È stato il deputato Roberto Morassut a stigmatizzare le contraddizioni: «Le due dichiarazioni, fatte a poca distanza una dall’altra, non collimano – ha osservato – E adesso ci dice, sostanzialmente, di non averla vista». Casagrande ribadisce: «Ho un vuoto totale. Non ricordo di averla vista, non ho quell’immagine di cui lei mi ha letto. Ricordo che è arrivata tardi, ma questa è l’unica cosa che ho conservato». Ma la donna non ricorda neppure di avere dichiarato che lei ed Emanuela erano state presentate da una terza persona, né le altre ragazze della scuola, né di avere ricevuto una chiamata da suor Dolores, che dirigeva l’istituto, alle 5 del mattino e poi alle 11. Anche in quell’occasione alle domande della religiosa aveva risposto in modo vago.
Gli altri buchi
Nella sua memoria non è rimasto neppure il fatto che la suora, nei giorni successivi, le avesse mostrato le foto di altre ragazze, per capire chi fosse con Emanuela, e lei non sapesse indicare chi fossero gli amici con cui sarebbe stata Emanuela. Ed è il presidente della commissione, Andrea De Priamo, a stigmatizzare: «Capisce bene che, per una commissione parlamentare, è difficile poter digerire una risposta del genere. Emanuela, uscendo, le disse che andava di fretta e doveva uscire presto perché qualcuno le aveva proposto un lavoro?
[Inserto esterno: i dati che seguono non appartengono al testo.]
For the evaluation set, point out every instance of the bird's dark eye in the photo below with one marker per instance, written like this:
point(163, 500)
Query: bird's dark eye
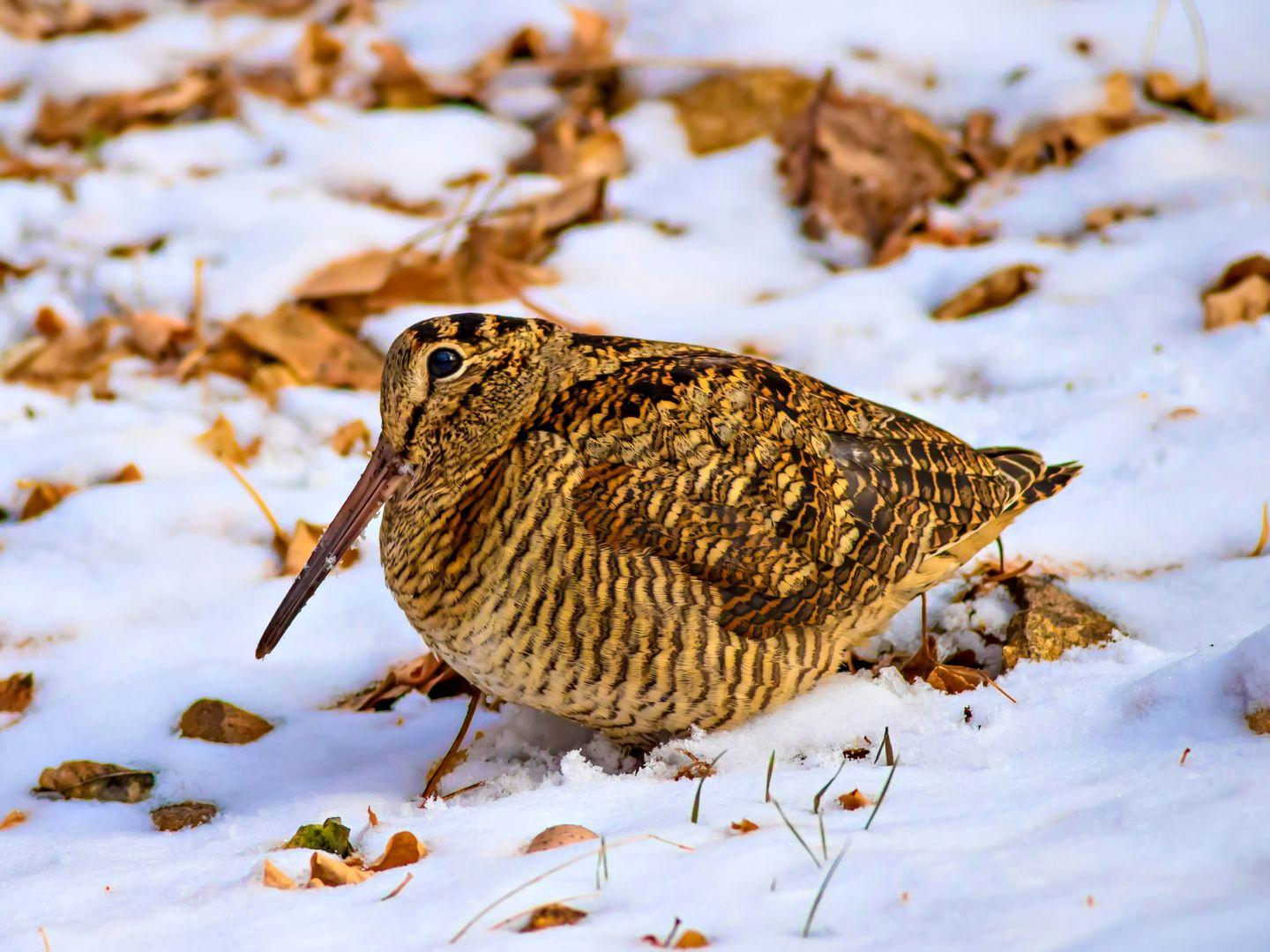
point(444, 362)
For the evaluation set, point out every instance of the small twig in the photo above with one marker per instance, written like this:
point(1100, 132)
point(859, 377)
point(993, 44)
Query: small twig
point(439, 770)
point(825, 885)
point(883, 795)
point(707, 772)
point(796, 834)
point(399, 888)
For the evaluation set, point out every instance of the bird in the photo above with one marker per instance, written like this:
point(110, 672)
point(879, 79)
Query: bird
point(648, 537)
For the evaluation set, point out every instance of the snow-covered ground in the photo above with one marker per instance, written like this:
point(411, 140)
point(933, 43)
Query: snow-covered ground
point(1065, 820)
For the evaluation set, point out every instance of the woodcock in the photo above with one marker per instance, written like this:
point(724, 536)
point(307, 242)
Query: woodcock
point(644, 536)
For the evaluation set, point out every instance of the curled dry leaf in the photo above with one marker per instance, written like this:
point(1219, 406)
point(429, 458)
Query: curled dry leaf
point(182, 816)
point(221, 723)
point(996, 290)
point(221, 442)
point(1050, 622)
point(331, 836)
point(732, 108)
point(43, 496)
point(854, 800)
point(550, 915)
point(426, 674)
point(562, 836)
point(325, 870)
point(1241, 294)
point(274, 879)
point(862, 165)
point(11, 819)
point(349, 437)
point(1162, 86)
point(17, 692)
point(88, 779)
point(403, 848)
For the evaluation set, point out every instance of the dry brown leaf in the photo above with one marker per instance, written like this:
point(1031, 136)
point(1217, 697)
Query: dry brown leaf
point(355, 274)
point(732, 108)
point(274, 879)
point(862, 165)
point(550, 915)
point(564, 834)
point(403, 848)
point(1241, 294)
point(43, 496)
point(182, 816)
point(326, 870)
point(1062, 141)
point(17, 692)
point(311, 346)
point(996, 290)
point(1162, 86)
point(349, 437)
point(129, 473)
point(221, 442)
point(11, 819)
point(854, 800)
point(221, 723)
point(88, 779)
point(1050, 622)
point(424, 674)
point(202, 93)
La famosa storia dei volantini. Risulterebbe, dagli atti, che lei disse che andava di fretta, che doveva uscire presto perché aveva trovato un lavoretto e dovevano darle dei volantini da distribuire. Questo lo disse a lei, secondo gli atti. Lei ricorda questa circostanza?». Ma ancora una volta la risposta è la stessa: «È stato quel giorno lì? L’ultimo giorno?». Anche Morassut incalza: «Rispetto a questo, non credo che lei non possa avere fissato nella memoria il giorno della scomparsa di Emanuela. Credo che, per quanto siano passati tanti anni, sia un evento che appartiene ormai alla storia d’Italia».